I personaggi di Spazzatura si riflettono nella sintassi, ed è stata la prima cosa che mi ha colpito. Tre donne segnate dal confine, dalla famiglia, dai margini, dall’oblio. Tre donne che sono collegate più di quanto si veda e che riescono a trasmettere i loro mondi attraverso il modo in cui parlano.

Un linguaggio attraversato dall’inglese, uno spanglish imposto dai legami, un confine dove spuntano tutti gli effetti della disuguaglianza e dell’abbandono. Due delle protagoniste subiscono una violenza esplicita, l’altra le analizza in quel contesto. Ma in tutte e tre le storie ci sono le stesse domande: cosa scarta la società? Perché? Come si fa a vivere in mezzo alla spazzatura (figurata o reale)?

Prima conosciamo Alicia. È una bambina violentata fin dal primo minuto della sua vita. Vive con una donna in una casetta umile ma ben tenuta. Subisce violenze che non sa nemmeno spiegare. Il suo modo di parlare è diretto, lei è una persona senza giri di parole, senza sentimentalismi. E nella scrittura di Sylvia Aguilar Zéleny questo si riflette nella lunghezza delle frasi quando tocca ad Alicia parlare: sono cortissime. Dice una frase che è la chiave di lettura non solo del suo personaggio, ma di tutto il romanzo: “già da allora campavo con gli scarti degli altri. Io stessa ero uno scarto di qualcuno.”

La seconda che conosciamo è Griselda. È una professionista cresciuta tra professionisti, quindi il suo linguaggio è corretto persino nella punteggiatura. Collabora con colleghi degli Stati Uniti, il che porta più inglese nel suo discorso: non solo parole isolate o cliché, ma frasi intere. Griselda è segnata dall’oblio e dall’identità in un altro modo: è testimone del deterioramento cognitivo di sua zia e del degrado sociale delle persone che intervista per lavoro.

La nostra terza protagonista è Reina. Reina è uno spettacolo. Reina è una show-woman. Non lascia parlare gli altri, ascolta poco. È sempre autoreferenziale. Si fa domande e si risponde da sola. È curioso: parla sempre con qualcuno, ma in realtà il suo interlocutore è lei stessa. Incorpora le parole degli altri, ma sempre circondate dalle sue; non usa mai una citazione diretta. Nei suoi capitoli, il testo è un blocco enorme senza respiri, perché Reina non sa cosa sia una pausa.

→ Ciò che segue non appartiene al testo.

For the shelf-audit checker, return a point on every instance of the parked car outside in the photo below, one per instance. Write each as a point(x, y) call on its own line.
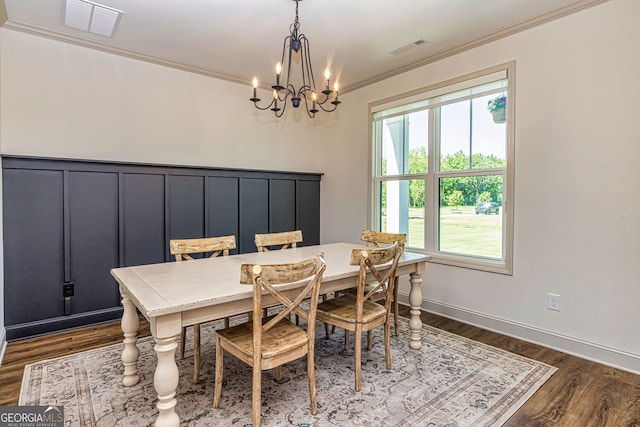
point(488, 208)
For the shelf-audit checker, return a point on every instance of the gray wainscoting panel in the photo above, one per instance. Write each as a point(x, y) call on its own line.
point(222, 207)
point(93, 239)
point(282, 205)
point(254, 211)
point(33, 245)
point(143, 218)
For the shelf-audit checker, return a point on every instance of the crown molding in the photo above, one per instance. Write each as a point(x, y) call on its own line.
point(488, 38)
point(43, 32)
point(471, 44)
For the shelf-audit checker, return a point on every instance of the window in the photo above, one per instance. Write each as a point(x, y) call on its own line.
point(443, 170)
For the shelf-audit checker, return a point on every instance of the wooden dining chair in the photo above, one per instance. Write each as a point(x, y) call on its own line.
point(358, 313)
point(183, 249)
point(375, 239)
point(271, 342)
point(284, 240)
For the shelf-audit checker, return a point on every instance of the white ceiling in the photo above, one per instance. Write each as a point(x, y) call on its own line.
point(238, 39)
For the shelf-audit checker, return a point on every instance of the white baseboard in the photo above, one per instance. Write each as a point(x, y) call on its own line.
point(3, 343)
point(584, 349)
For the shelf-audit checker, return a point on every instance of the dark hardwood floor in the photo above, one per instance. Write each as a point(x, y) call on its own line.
point(581, 393)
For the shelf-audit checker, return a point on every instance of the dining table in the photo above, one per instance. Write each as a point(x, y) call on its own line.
point(175, 294)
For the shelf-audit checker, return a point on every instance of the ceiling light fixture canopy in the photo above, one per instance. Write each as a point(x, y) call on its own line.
point(296, 49)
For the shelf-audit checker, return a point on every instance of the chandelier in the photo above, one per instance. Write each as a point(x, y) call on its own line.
point(296, 50)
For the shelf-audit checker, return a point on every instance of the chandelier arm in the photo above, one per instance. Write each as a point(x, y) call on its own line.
point(264, 108)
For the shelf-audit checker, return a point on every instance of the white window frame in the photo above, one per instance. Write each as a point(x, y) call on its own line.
point(504, 265)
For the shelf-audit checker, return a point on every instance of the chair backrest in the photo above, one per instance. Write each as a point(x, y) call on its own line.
point(285, 240)
point(381, 263)
point(184, 248)
point(374, 238)
point(277, 280)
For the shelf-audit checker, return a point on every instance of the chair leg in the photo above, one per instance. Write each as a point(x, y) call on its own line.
point(312, 383)
point(357, 349)
point(217, 391)
point(395, 306)
point(387, 343)
point(182, 341)
point(196, 353)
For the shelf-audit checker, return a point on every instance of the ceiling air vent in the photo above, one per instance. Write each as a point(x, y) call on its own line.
point(402, 49)
point(92, 17)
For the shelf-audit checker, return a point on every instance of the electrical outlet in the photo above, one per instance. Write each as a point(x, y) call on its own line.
point(553, 302)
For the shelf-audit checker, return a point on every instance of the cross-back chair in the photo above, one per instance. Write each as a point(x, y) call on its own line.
point(183, 249)
point(271, 342)
point(359, 313)
point(375, 239)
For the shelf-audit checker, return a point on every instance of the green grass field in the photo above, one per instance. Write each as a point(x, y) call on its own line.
point(461, 231)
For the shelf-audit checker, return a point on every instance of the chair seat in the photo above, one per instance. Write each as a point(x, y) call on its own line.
point(344, 309)
point(283, 338)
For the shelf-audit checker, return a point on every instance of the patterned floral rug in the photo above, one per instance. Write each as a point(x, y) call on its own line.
point(452, 381)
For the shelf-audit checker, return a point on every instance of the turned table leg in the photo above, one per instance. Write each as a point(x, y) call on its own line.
point(415, 299)
point(165, 381)
point(130, 324)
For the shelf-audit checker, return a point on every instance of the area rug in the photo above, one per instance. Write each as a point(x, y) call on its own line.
point(451, 381)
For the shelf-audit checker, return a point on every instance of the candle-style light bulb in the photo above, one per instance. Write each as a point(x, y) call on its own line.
point(255, 87)
point(335, 88)
point(278, 71)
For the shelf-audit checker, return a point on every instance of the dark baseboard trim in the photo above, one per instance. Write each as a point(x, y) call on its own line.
point(58, 324)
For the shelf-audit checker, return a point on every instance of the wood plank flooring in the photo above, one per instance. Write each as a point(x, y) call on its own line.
point(581, 393)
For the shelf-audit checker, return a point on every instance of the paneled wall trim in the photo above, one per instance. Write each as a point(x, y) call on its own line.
point(68, 222)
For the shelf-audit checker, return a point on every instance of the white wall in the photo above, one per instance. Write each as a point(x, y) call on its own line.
point(576, 204)
point(62, 100)
point(3, 332)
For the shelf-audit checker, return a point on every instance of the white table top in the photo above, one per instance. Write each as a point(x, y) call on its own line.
point(172, 287)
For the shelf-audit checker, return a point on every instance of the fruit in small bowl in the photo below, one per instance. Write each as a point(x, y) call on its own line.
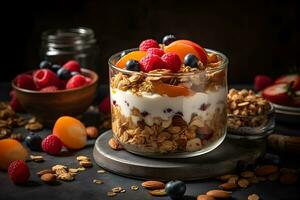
point(56, 92)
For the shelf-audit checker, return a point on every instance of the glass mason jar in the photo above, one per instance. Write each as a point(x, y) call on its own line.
point(163, 114)
point(61, 45)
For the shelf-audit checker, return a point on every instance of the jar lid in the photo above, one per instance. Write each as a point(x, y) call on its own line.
point(57, 38)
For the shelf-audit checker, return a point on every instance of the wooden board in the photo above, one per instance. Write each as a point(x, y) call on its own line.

Il potere sta in quella discarica come la spazzatura più vecchia, lo strato più profondo. Un potere che prende più di quanto dà, che estorce, che distrugge, che

abusa. Non importa il ceto sociale o il livello economico: c’è sempre qualcosa che ti tiene per le gambe mentre anneghi. Queste donne lo sanno bene, e sanno anche che potere e silenzio sono la stessa cosa; che i segreti a volte non sono destinati a essere scoperti. È un grande pregio che l’autrice non dia tutto masticato al lettore, ma lo spinga a tessere le relazioni che stanno sotto.

È un libro difficile da tradurre per la quantità di espressioni idiomatiche che ha, per quanto sia colloquiale la prosa, perché il punto di forza è quella sintassi pensata su misura per ciascuna. Ma la traduttrice, Serena Bianchi, fa un lavoro eccellente. Niente si perde di queste donne e del modo originale con cui Aguilar Zéleny le racconta.

Spazzatura è un libro che mostra tre modi di affrontare il mondo: accettare; mettersi in discussione; essere forti, ma mostrarsi vulnerabili. Il risultato delle infinite combinazioni è il prodotto delle circostanze che le protagoniste hanno attraversato per sopravvivere a un limbo dalle regole ambigue, perché “avanziamo in una città che per crescere alla svelta è cresciuta come ha potuto.”

Quella discarica in cui convergono le storie è, come dice Sylvia Aguilar Zéleny in un’intervista, “una versione in miniatura del mondo contemporaneo”. E perdersi la sua maestria nel descriverla significherebbe perdersi uno dei libri migliori che leggerete quest’anno.